И он хорошо знает, к чему они относятся. Здесь совсем другое дело – приходится слушать тишину, если же возникает какой то звук, то он зачастую не знает его природу, а все неведомое страшит.
То же самое относится к темноте и одиночеству. Можно представить себя в городе в полной темноте и с ощущением, что никого вокруг нет? Даже ночью в темном безлюдном парке ты знаешь, что, выйдя из него, окажешься на освещенной улице, среди людей. Здесь ты предоставлен сам себе и имеешь в наличии эти три пугающих фактора: тишину, темноту, отсутствие людей. В такой обстановке человек сам придумывает страхи! Вот так из ночных фантасмагорий людей с расстроенной нервной системой и богатым воображением возникли персонажи страшилок. А далее эти страхи индуцировались при общении в сознание других людей. Эти рассуждения Глеба ободрили, ему даже показалось, что темнота разочарованно отступила и стало немного светлее. Так размышляя, он незаметно подошел к усадьбе, через которую можно было прямиком попасть на кладбище. И вдруг у него возникло ощущение, что что то не так, что то он упустил из внимания, очень для него важное. Может, он ошибся домом и сворачивать надо было не сюда?

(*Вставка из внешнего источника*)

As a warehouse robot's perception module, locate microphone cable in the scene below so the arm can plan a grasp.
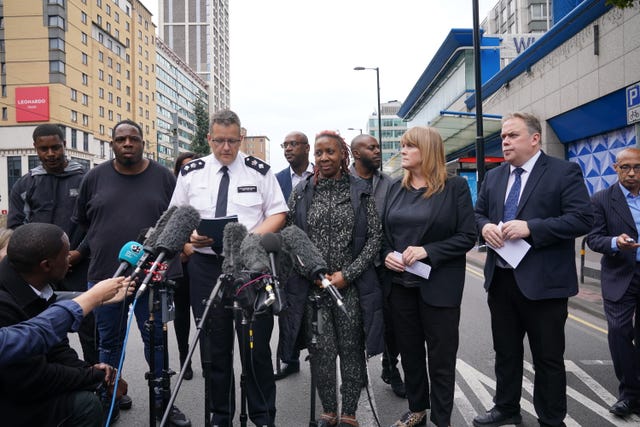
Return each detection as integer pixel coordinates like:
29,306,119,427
105,299,139,426
364,354,382,427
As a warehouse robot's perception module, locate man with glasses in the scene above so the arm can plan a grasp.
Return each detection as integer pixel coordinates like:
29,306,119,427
274,131,313,381
587,148,640,417
73,120,191,427
276,131,313,200
171,110,288,427
473,113,593,427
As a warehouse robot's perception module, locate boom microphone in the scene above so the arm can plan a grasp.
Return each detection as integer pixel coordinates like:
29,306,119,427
222,222,247,275
113,241,144,277
281,225,349,316
260,233,285,314
136,205,200,299
131,206,178,278
240,233,276,307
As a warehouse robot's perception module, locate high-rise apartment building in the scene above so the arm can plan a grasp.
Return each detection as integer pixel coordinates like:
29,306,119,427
158,0,230,112
0,0,157,213
367,101,407,163
156,38,209,168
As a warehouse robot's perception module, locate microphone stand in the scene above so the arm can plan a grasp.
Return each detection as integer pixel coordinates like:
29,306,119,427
307,295,322,427
160,275,226,427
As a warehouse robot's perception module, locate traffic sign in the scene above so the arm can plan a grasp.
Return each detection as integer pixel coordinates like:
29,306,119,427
627,82,640,125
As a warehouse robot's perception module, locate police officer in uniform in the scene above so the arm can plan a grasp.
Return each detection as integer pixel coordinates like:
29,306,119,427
170,110,288,427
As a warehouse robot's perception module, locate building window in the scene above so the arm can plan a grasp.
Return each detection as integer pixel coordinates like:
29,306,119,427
49,61,64,74
7,156,22,191
48,15,64,30
529,3,547,19
71,129,78,150
49,38,64,52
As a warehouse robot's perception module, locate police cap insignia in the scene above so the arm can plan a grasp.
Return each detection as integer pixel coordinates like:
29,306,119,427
244,156,271,175
180,159,205,176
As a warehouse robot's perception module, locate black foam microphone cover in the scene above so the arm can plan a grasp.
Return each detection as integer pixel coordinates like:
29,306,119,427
281,225,328,280
222,222,247,275
157,205,200,258
240,233,270,272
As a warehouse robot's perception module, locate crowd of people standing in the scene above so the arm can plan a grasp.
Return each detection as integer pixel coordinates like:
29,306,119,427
0,110,640,427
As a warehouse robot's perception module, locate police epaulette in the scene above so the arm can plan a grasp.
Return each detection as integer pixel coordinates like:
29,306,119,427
180,159,205,176
244,156,271,175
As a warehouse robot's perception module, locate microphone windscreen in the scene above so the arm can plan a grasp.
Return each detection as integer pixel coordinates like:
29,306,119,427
280,225,328,280
222,222,247,275
156,205,200,255
260,233,282,254
144,206,178,249
240,233,270,272
118,241,144,266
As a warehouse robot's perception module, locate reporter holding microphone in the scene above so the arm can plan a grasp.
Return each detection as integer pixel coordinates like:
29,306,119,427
287,131,382,427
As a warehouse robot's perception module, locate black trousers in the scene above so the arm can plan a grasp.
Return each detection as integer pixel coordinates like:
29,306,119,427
187,253,276,427
390,284,460,426
488,268,567,426
604,268,640,400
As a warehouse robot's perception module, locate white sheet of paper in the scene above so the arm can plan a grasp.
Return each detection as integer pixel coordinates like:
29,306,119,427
487,221,531,268
393,251,431,279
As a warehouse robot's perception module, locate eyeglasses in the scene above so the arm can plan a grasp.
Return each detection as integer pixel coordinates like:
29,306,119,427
212,138,242,145
113,135,142,144
618,165,640,173
280,141,305,149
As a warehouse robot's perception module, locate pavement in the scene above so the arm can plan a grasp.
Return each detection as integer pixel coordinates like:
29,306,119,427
467,237,605,319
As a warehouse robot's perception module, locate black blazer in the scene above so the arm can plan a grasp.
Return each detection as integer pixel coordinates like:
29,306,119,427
382,176,476,307
276,166,293,201
475,152,593,300
587,182,638,301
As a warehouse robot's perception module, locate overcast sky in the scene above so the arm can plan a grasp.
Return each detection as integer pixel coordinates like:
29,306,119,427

Глеб посветил на металлическую калитку, покрашенную зеленой краской, рядом с ней он увидел перекошенные ворота, сваренные из труб, в середине образующих «солнышко». Местами ворота основательно проржавели. Именно этим путем он возвращался с кладбища. Но чувство, что он делает что то не то, еще больше усилилось. Он решительно подошел к калитке и, просунув в щель руку и повернув щеколду, вошел во двор. Ему было неудобно без разрешения идти через чужой двор, но что было делать? Не будить же хозяев, чтобы спросить у них разрешения? «Вы позволите мне пройти, так как внезапно возникла необходимость ночью сходить на кладбище?» Глеб даже представил себе выражение лица хозяина после такой просьбы и улыбнулся. Это его позабавило.
Глеб вошел во двор. Он помнил, что надо обойти дом, а там огородами, по прямой, дойти до грунтовой дороги (других здесь не наблюдалось) и по ней выйти прямо к кладбищу. Собаки во дворе не было, иначе она бы уже лаяла. Не то что он боялся собак, но не любил, когда они разгуливали свободно, без поводка и намордника. В таких случаях у него почему то начинало сосать под ложечкой, но сейчас он предпочел бы, чтобы собака все же здесь была, конечно, на цепи, и очень короткой. Что то ненормальное было в том, что собаки в этой части села отсутствовали. Он осветил фонариком крыльцо и неожиданно узнал дом Мани. И буквально остолбенел от этого открытия – чувство надвигающейся беды овладело им.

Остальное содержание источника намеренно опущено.